Building Networked Silos
By now it should be clear why we need silos, especially as marketing makes the transition to digital. About a trillion dollars per year is spent on marketing, far too much to gamble on untested ideas. Large scale, modular organizations will continue to control the vast majority of activity.
However, there is a lot going on that is truly new, different and exciting. We’re not very good at this new stuff (hence, the crappiness of it all), so organizations who focus on the cutting edge need to be highly integrated.

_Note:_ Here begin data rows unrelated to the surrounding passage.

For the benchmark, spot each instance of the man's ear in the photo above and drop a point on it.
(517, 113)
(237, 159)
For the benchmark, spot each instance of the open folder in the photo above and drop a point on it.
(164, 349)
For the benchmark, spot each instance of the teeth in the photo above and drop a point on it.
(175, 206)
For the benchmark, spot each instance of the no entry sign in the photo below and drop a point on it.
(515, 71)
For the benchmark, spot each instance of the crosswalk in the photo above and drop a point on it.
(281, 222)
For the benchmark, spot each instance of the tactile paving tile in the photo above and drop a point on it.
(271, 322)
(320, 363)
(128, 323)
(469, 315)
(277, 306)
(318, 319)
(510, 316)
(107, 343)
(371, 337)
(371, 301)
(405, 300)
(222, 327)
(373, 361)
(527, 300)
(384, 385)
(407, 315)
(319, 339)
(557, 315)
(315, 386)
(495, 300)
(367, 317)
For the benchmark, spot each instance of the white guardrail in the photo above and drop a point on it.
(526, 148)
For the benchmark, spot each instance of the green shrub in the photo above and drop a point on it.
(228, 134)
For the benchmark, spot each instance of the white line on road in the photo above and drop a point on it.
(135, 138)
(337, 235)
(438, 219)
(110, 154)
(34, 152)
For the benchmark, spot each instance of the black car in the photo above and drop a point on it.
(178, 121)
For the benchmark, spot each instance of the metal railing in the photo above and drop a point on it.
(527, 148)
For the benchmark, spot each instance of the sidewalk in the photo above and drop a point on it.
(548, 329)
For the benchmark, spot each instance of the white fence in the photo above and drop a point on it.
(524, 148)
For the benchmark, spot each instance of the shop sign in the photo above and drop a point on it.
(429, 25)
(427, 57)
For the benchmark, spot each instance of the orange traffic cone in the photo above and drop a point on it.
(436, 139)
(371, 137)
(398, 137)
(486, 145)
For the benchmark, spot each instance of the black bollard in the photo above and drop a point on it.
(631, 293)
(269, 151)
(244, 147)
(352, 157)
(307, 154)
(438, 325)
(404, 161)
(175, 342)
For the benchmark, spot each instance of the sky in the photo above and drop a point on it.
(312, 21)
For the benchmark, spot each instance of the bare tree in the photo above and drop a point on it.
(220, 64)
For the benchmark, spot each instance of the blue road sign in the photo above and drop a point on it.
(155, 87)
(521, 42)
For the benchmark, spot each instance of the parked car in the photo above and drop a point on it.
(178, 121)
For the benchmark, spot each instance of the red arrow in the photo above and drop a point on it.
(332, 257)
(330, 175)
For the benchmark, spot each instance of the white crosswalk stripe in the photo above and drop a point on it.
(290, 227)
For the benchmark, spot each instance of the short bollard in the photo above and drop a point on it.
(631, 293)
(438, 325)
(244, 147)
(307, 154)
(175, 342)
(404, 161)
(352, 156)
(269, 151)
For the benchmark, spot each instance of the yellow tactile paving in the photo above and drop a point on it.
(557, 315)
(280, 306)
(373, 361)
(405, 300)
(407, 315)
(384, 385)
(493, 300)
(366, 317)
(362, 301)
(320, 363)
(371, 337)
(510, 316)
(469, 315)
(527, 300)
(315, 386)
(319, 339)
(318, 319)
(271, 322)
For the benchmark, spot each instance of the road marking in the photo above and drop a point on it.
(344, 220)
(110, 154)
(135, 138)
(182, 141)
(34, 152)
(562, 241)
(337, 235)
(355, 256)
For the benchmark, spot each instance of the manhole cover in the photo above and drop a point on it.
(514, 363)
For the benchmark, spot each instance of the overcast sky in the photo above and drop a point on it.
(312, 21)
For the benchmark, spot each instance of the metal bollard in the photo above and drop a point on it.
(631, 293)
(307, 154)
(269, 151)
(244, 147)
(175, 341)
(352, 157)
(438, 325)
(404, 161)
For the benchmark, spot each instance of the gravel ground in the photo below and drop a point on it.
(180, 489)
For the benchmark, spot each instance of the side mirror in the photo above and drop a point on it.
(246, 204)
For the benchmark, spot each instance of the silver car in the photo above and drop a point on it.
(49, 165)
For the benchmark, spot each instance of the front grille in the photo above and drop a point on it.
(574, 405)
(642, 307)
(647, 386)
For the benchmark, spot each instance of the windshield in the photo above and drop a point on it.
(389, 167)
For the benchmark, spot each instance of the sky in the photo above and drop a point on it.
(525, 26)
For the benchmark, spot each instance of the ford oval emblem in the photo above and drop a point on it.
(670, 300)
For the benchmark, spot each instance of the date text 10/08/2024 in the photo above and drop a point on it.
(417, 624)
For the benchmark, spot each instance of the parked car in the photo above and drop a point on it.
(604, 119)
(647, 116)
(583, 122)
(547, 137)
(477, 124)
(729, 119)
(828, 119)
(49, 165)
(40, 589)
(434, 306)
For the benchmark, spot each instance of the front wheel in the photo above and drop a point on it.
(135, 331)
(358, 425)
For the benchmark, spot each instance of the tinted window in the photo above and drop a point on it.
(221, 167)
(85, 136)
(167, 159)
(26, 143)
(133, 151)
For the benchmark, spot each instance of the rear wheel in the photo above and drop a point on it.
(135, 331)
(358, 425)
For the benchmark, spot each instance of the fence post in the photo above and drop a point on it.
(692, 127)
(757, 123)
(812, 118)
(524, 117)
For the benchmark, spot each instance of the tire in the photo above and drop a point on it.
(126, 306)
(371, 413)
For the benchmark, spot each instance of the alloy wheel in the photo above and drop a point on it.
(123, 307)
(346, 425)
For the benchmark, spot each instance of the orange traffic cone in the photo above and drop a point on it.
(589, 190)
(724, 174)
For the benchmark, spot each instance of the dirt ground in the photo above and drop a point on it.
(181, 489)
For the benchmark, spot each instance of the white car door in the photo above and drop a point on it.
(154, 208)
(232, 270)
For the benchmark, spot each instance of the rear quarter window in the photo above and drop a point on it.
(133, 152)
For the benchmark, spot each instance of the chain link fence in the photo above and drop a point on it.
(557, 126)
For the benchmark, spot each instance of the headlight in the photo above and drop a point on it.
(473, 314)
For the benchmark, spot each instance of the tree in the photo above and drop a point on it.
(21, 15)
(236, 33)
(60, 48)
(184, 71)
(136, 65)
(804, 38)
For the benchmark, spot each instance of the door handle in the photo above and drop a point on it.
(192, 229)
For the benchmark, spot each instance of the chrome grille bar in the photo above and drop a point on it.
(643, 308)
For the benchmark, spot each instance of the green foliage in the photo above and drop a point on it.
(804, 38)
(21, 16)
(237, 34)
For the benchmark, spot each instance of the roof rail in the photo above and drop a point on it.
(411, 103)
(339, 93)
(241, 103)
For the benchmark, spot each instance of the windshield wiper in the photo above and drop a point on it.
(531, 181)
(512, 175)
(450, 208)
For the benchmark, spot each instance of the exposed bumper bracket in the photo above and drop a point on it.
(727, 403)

The real trick is to build connections between different types of organizations, through partnerships, informational exchange and open innovation. However, networking between modular and integrated silos is easier said than done. Here are some tips:
Be clear about what an organization is supposed to achieve: Do you want to be innovative? Really? Most people say that do, but when it’s time to sign the budget…well…certainty usually takes precedence over originality.
If you’re doing something on a large scale, your ability to innovate will be limited. If you are serious about radical innovation, your ability to get a lot done efficiently will be diminished. There’s a reason why when IBM developed the PC, they created a new organization to do it.
It’s important to choose. All too often, people say they want to innovate and optimize, which really just means that they haven’t quite thought it through . It’s that kind of naiveté that makes it very difficult to build the kinds of partnerships required to succeed.
Integrate People: While it’s important for organizations to focus on one kind of activity, people shouldn’t. Most jobs can be learned in 6 months and mastered in 2 years. After that, experience is just as likely to make people worse as it is to make them better. There’s absolutely no reason for people to continually perform the same tasks for decades.
Unfortunately, most organizations discourage diversity in experience. The longer people are around, the better they know how to “work the system.” They become managers and want to surround themselves with like-minded people whom they know well in order to form a power base. Outsiders are suspect.
Great innovation is usually the result of synthesizing ideas from different disciplines. Specialized expertise can be valuable for making incremental improvements, but rarely produces anything truly new and often promotes the kind of myopic thinking that leads to mediocrity.
Interconnect: If you’re clear about what your organization is doing then it should be just as clear what you should let others do. If you are part of a larger enterprise, it is very likely that you can benefit from other divisions. All too often, petty turf battles prevent doing so.
If your an independent organization, you will have to find partners. Silicon Valley is great at promoting networked silos. Everybody seems to be connected to everybody else somehow. The marketing world tends to be more territorial, seeing competition where they should be looking for collaboration.
As marketing becomes increasingly digital, connections become technically more feasible, but philosophically more difficult. It’s not our organizations that we need to “unsilo,” but ourselves.